To every U. S. citizen the problem of national unity was just as serious as to the man jesting in the fizzling flare light on the Hyde Park porch. In the final count it appeared that there would be over 20,000,000 votes for Willkie and most of them were undoubtedly votes against Roosevelt. Besides a great victory Roosevelt also had the greatest vote of no confidence that any President ever received. On Franklin Roosevelt's brow rested something heavier than the laurels of political victory: on his big bland forehead lay a responsibility greater than any President's since Abraham Lincoln. Like Lincoln, he could and must quote Scripture: "A house divided against itself cannot stand."

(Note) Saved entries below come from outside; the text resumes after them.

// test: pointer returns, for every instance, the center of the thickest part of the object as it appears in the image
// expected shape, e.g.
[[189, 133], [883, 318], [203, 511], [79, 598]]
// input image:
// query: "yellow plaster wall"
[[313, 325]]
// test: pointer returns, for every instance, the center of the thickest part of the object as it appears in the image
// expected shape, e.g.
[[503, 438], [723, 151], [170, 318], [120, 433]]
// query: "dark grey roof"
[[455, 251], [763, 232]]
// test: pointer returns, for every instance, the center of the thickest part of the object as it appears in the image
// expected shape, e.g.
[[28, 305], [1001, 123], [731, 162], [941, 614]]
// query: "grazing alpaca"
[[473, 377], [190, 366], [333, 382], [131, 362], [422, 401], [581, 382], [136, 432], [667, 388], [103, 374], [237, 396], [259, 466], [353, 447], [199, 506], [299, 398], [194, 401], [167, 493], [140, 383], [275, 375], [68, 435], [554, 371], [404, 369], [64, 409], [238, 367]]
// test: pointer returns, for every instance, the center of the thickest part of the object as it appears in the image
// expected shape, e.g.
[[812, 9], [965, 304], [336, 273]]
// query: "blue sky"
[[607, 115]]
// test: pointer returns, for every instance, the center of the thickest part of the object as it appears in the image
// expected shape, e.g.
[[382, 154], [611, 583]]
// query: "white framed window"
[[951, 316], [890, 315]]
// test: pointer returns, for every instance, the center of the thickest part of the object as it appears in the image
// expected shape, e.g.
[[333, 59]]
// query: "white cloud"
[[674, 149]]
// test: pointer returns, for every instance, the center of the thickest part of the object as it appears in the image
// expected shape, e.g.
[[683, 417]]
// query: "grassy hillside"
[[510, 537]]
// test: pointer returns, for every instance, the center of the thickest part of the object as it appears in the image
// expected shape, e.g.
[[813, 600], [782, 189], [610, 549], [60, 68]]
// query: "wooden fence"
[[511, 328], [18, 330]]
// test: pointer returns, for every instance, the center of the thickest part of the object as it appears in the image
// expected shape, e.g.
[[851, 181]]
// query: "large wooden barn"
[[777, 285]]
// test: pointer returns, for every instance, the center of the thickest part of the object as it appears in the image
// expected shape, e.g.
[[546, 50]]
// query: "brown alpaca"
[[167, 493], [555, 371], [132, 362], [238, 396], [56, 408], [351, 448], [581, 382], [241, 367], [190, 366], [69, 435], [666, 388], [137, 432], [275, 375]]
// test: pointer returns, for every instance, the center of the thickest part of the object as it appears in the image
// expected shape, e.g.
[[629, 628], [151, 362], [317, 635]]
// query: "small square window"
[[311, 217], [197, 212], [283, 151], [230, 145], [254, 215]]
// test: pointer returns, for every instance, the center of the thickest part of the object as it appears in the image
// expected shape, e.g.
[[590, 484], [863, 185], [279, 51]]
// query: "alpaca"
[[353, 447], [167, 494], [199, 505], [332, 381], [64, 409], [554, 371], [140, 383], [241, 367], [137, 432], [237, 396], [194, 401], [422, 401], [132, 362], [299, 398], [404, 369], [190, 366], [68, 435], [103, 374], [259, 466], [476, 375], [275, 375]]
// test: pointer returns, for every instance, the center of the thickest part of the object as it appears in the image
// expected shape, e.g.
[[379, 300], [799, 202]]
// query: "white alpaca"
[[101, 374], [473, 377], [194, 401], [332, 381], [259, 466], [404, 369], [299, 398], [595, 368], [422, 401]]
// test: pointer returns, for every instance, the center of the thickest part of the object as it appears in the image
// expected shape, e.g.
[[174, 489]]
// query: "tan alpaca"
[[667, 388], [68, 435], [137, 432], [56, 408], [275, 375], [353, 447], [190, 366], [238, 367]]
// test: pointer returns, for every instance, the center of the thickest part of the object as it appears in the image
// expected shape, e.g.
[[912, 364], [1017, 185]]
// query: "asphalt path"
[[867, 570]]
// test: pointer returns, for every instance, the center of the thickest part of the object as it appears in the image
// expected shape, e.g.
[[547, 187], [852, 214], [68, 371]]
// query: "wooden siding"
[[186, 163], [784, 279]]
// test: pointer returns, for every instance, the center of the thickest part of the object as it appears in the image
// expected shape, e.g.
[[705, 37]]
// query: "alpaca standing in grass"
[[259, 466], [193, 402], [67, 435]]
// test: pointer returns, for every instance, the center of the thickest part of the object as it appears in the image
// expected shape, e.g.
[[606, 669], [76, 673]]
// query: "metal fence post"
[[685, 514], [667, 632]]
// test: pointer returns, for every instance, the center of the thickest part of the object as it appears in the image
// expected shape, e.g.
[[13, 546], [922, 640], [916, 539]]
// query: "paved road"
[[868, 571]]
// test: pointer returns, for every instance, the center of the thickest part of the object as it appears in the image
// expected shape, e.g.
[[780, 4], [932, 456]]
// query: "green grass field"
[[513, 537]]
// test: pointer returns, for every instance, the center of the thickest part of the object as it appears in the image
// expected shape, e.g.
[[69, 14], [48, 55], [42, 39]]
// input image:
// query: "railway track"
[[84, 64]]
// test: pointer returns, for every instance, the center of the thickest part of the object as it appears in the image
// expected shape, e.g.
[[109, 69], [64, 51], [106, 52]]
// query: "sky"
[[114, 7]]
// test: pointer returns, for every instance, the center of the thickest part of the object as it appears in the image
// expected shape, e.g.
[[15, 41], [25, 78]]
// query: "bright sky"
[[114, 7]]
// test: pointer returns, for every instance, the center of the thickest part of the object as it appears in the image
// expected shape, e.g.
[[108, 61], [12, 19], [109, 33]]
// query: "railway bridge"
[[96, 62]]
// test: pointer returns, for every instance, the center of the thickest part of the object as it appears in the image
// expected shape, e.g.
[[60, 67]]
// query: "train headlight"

Late returns Wednesday morning left the electoral vote of a few close States still in doubt. Willkie had, besides Maine (5) and Vermont (3), Michigan (19),

Iowa (11), South Dakota (4), Nebraska (7), Kansas (9), Colorado (6)--some of them by margins narrow enough to be reversed in the final count. Indiana (14), North Dakota (4) and Michigan (19) were in doubt. If Willkie got them all, he had 101 electoral votes. Franklin Roosevelt's total (472 electoral votes in 1932, 523 in 1936) now hovered around 430.

But in terms of popular votes he appeared to have beaten Willkie by only about five votes to four.